Sie wurden ausgegrenzt und erhielten während ihrer Jahre in der „Hizmet“ nicht genügend Unterstützung, weil sie ihre familiären/verwandtschaftlichen Beziehungen vernachlässigten.

Aufgrund des geheimen Charakters der geschlossenen Gemeinde sind sie von der Realität der Gesellschaft abgekoppelt.

Weil sie im Geheimen sind sehen sie sich als „wichtig“, „auserwählt“ und „in der Pflicht“ an.

Sie sehen die in der Hizmet Zeit verbrachten Universitätsjahre als akademisch und sozial unzureichend an.

Auch in grundlegenden religiösen Praktiken wirkt sich ihre “Gemeinde” Vergangenheit negativ auf sie aus.

Sie glauben, dass der geheime Hizmet (Dienst) eine unsichtbare Hand wie ein Schutzschild für sie tätig ist.

Sie wünschen sich, ihre Kinder- und Jugendjahre gesellschaftlicher, stärker mit Sport und Kunst verbracht zu haben.

Ihr Bruch mit Kollektivismus und Gruppenverhalten erreichte die Ebene der Abneigung.

Sie empfinden Wut auf die geheimen und zivilen Gemeindeverwalter.

Obwohl ihre Erwartungen an eine glückliche Zukunft gering sind, versuchen sie, am Leben für ihre Familien und diejenigen, die sie lieben, festzuhalten.

Sie wollen ihre Vergangenheit komplett vergessen, sie wenden sich diversen Hobbies/Tätigkeiten zu, um sich nicht zu erinnern.

Diejenigen, die im Ausland leben und diejenigen, die in den vergangenen Jahren in geheimen Hizmet gedient haben, haben zwar unterschiedliche Herangehensweisen an bestimmte Themen, stimmen sich jedoch bei der allgemeinen Auswahl bei den Fragen „Trennung von dem Geheimen“, „ein Normalmensch sein“ und „Vergessen der Vergangenheit“ überein.

Sie schätzen sich glücklich, den geheimen Hizmet in irgendeiner Weise verlassen zu haben.

Bei der kritischsten Frage über F. Gülen drückten fast alle ihre Gefühle in der Frage negativ aus.

1- Ich stimme voll und ganz zu 2 – Stimme zu 3 – Unentschlossen 4 – Stimme nicht zu 5 – Stimme überhaupt nicht zu

Die Fragen der Umfrage  

Ich erkannte, dass die jahrelange Vernachlässigung familiärer/verwandter Beziehungen isolierend war.

Die jahrelange Trennung von meiner Familie und meinen Verwandten hat mich von der Realität der Gesellschaft entfernt.

In den schwierigen Zeiten nach dem 15. Juli die ich durchgemacht habe, bekam ich nicht genügend moralische Unterstützung von meiner Familie / meinem Umfeld.

Jahrelang lebte ich mit dem Gefühl „Ich bin in wichtige Tätigkeiten involviert, ich bin kein gewöhnlicher Mensch, ich wurde für diesen Job auserwählt“.

Ich wünschte, ich hätte während meiner Studienzeit mehr von den akademischen und sozialen Möglichkeiten des Campus und als normaler Universitätsstudent profitiert.

Da mich einige religiöse Rituale und Praktiken an meine „Gemeinde“-Jahre erinnern, entspannt mich das Abstandhalten.

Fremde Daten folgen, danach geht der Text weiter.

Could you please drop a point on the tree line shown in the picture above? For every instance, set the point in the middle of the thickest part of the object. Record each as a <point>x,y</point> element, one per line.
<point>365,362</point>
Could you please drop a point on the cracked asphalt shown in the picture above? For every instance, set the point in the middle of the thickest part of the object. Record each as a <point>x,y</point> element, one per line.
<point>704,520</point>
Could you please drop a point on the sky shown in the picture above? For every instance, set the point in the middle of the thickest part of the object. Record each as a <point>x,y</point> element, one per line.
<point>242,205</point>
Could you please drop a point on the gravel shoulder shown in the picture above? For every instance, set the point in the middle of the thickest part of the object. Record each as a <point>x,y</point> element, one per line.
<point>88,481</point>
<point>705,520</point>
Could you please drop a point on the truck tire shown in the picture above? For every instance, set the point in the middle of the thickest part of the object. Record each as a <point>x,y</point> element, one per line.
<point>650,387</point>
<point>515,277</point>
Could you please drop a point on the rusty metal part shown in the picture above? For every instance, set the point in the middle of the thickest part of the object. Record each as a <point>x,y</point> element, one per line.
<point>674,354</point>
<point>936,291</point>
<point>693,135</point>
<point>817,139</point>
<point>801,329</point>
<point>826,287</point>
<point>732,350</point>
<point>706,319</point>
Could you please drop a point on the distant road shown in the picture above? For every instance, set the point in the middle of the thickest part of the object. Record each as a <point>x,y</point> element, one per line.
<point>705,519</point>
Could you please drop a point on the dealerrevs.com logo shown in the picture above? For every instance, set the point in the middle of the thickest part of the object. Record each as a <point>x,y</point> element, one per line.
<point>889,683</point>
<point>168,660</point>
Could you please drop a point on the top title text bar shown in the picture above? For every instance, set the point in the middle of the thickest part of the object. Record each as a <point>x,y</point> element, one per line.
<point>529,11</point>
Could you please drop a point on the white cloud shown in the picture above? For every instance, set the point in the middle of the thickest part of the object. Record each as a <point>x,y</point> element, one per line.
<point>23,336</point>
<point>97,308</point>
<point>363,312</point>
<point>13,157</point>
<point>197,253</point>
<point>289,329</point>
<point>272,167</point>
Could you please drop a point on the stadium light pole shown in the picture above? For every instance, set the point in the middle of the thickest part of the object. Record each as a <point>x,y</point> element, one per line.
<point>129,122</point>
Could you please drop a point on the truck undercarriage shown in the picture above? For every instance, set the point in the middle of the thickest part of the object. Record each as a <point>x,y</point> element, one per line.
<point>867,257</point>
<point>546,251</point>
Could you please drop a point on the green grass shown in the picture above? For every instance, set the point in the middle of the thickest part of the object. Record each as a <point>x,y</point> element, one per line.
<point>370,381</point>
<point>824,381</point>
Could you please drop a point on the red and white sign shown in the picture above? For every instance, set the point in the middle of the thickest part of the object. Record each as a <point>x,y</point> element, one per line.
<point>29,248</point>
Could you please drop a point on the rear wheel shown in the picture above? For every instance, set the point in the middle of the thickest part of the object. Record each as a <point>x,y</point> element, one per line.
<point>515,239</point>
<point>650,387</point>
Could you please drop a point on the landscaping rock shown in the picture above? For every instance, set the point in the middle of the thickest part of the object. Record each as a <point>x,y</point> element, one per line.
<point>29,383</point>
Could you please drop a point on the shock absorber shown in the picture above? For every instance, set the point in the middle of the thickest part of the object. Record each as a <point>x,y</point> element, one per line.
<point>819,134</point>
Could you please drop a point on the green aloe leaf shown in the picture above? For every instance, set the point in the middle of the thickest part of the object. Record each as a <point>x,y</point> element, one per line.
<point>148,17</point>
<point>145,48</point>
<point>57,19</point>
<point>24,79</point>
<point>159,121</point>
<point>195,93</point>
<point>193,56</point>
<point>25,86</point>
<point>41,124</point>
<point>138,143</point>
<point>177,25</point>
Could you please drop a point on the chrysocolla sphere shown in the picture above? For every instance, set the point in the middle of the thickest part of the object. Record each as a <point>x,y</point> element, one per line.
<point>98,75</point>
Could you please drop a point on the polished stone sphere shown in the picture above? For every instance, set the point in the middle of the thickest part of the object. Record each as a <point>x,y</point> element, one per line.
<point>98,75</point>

Der bindende Aspekt des Geheimen war, dass sie den Menschen das „Unbekannte“ präsentierte.

Im Geheimen hatte ich den Gedanken, dass “was immer ich tue, die Hizmet mich irgendwie retten wird”.

Ich bin weit davon entfernt, auch in der Moschee in Gemeinschaft zu beten.

Ich hoffe immer noch auf eine glückliche Zukunft ab diesem Alter.

Ich hinterfrage den Sinn des Lebens, ich kann nicht sagen, dass meine Lebensfreude sehr stark ist.

Seit meiner Kindheit möchte ich mich mehr mit Kunst/Literatur/Philosophie beschäftigen.

Um mich selber Rehabilitieren zu können versuche ich/möchte ich ein Hobby haben.

Ich fühle mich glücklich, dass ich das Geheime (Mahrem) verlassen habe.

Ich wäre gerne ein normaler Mensch, wie Menschen draußen auf der Straße.

Ich kann sagen, dass ich meine geheimen Jahre vermisse.

Meine dominanten Gefühle gegenüber dem Gemeindesystem und seinen Verwaltern sind „Wut und Empörung“.

Ich liebe immer noch “Hodjaefendi”.

Ich möchte all meine Erfahrungen hinter mir lassen und sie vergessen.

Ich versuche, für meine Familie und die, die mich lieben, zu leben.